I have coded 2 bubblesort algorithms. One is without recursion, the other is with recursion. I am interested on knowing which of these two are more efficient and with and explain why.
Recursive bubbleSort:
private static int list[] = {10, 9, 8, 7, 6, 5, 4, 3, 2, 1};
public int[] recursiveBubble(int[] args, int startIndex, int endIndex) {
if(startIndex > endIndex){
System.out.println("Recursive bubblesort:");
System.out.println(Arrays.toString(args));
return args;
}
if (startIndex == endIndex - 1) {
recursiveBubble(args, 0, endIndex - 1);
} else if (args[startIndex] > args[startIndex+1]) {
int currentNumber = args[startIndex];
args[startIndex] = args[startIndex + 1];
args[startIndex + 1] = currentNumber;
recursiveBubble(args, startIndex + 1, endIndex);
} else {
recursiveBubble(args, startIndex + 1, endIndex);
}
return args;
}
BubbleSort using loops:
public int[] bubblesort(int[] args) {
System.out.println("Normal BubbleSort:");
for (int j = 0; j < args.length; j++) {
for (int i = 0; i < args.length; i++) {
int currentNumber = args[i];
if (i + 1 < args.length) {
if (currentNumber > args[i + 1]) {
args[i] = args[i + 1];
args[i + 1] = currentNumber;
}
}
}
}
System.out.println(Arrays.toString(args));
return args;
}
I am not sure what you mean by which is better but bubble sort must inherently have a best and worst case performance time by nature of the way the algorithm works.

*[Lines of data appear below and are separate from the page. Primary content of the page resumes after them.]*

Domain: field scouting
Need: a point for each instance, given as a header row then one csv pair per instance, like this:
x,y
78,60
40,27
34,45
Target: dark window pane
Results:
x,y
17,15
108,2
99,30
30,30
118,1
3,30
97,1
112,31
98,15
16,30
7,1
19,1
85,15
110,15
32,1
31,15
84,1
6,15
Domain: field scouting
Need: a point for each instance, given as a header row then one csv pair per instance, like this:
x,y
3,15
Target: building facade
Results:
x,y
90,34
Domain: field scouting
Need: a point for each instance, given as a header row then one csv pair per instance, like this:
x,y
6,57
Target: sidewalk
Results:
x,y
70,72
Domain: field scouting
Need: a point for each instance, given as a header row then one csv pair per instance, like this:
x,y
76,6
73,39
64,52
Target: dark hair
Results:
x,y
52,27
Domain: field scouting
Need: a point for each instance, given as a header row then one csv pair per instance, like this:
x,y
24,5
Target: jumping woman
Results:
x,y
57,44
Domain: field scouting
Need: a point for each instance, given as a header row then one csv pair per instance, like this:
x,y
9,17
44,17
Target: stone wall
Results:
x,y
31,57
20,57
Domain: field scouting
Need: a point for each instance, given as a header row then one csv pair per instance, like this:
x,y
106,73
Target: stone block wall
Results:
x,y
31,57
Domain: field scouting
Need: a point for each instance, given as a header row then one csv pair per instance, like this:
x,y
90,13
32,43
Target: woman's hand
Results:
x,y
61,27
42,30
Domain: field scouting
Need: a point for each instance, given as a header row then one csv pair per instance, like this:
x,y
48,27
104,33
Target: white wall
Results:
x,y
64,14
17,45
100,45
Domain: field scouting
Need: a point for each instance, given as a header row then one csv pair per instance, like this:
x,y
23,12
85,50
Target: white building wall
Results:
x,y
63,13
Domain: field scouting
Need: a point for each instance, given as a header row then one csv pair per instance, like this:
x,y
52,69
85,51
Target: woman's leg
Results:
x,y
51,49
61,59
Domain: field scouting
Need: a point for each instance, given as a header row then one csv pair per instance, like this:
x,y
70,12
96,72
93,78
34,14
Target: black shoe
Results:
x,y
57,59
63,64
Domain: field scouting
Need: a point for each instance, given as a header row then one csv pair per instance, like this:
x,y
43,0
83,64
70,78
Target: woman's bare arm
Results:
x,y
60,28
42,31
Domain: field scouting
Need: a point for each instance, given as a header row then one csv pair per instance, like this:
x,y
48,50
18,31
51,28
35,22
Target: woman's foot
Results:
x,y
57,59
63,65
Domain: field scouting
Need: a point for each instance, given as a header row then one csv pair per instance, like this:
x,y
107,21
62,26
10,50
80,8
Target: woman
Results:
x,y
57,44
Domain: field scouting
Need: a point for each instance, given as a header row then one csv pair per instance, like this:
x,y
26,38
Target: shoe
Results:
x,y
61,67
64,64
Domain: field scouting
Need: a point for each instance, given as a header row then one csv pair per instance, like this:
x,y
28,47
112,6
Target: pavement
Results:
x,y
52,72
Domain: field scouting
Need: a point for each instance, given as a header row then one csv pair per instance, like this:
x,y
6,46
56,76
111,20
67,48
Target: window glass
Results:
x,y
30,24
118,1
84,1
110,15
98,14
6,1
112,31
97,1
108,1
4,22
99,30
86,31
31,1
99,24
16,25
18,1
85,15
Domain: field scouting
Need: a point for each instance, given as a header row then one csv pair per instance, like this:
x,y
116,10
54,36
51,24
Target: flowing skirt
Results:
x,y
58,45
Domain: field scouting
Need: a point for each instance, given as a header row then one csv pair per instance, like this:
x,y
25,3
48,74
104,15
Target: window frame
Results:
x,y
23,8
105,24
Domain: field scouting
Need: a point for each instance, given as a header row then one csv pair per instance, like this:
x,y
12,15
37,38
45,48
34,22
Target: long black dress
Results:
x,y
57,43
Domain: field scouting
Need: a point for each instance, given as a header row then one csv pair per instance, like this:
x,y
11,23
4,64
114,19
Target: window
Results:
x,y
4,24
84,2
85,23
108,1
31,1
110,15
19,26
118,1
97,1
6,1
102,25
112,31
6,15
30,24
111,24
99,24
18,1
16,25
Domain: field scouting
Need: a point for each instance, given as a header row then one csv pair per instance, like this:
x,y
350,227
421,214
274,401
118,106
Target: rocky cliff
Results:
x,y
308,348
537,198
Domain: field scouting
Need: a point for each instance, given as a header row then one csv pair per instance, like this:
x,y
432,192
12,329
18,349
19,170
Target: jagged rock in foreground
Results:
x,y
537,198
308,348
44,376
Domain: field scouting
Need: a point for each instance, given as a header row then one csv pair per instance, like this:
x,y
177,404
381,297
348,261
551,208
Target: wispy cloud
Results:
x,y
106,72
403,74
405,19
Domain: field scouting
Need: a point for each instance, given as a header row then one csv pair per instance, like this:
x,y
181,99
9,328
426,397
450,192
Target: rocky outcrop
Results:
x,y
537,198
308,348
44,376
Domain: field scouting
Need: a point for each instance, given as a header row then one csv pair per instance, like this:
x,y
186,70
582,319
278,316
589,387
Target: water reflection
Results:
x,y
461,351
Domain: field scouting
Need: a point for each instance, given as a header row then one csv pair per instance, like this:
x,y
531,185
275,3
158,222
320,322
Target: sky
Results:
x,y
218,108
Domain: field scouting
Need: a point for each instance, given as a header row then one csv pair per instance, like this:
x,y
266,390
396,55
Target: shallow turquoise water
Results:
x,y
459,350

Best case O(n) worst case O(n^2) see http://en.wikipedia.org/wiki/Bubble_sort . Iteration vs. recursion shouldn't make too much of a difference. I suppose recursion will take up more stack memory. Recursion tends to be harder to write and trace than iteration. Since there is no time benefit if both are actual bubble sort implementations I would stick to iteration.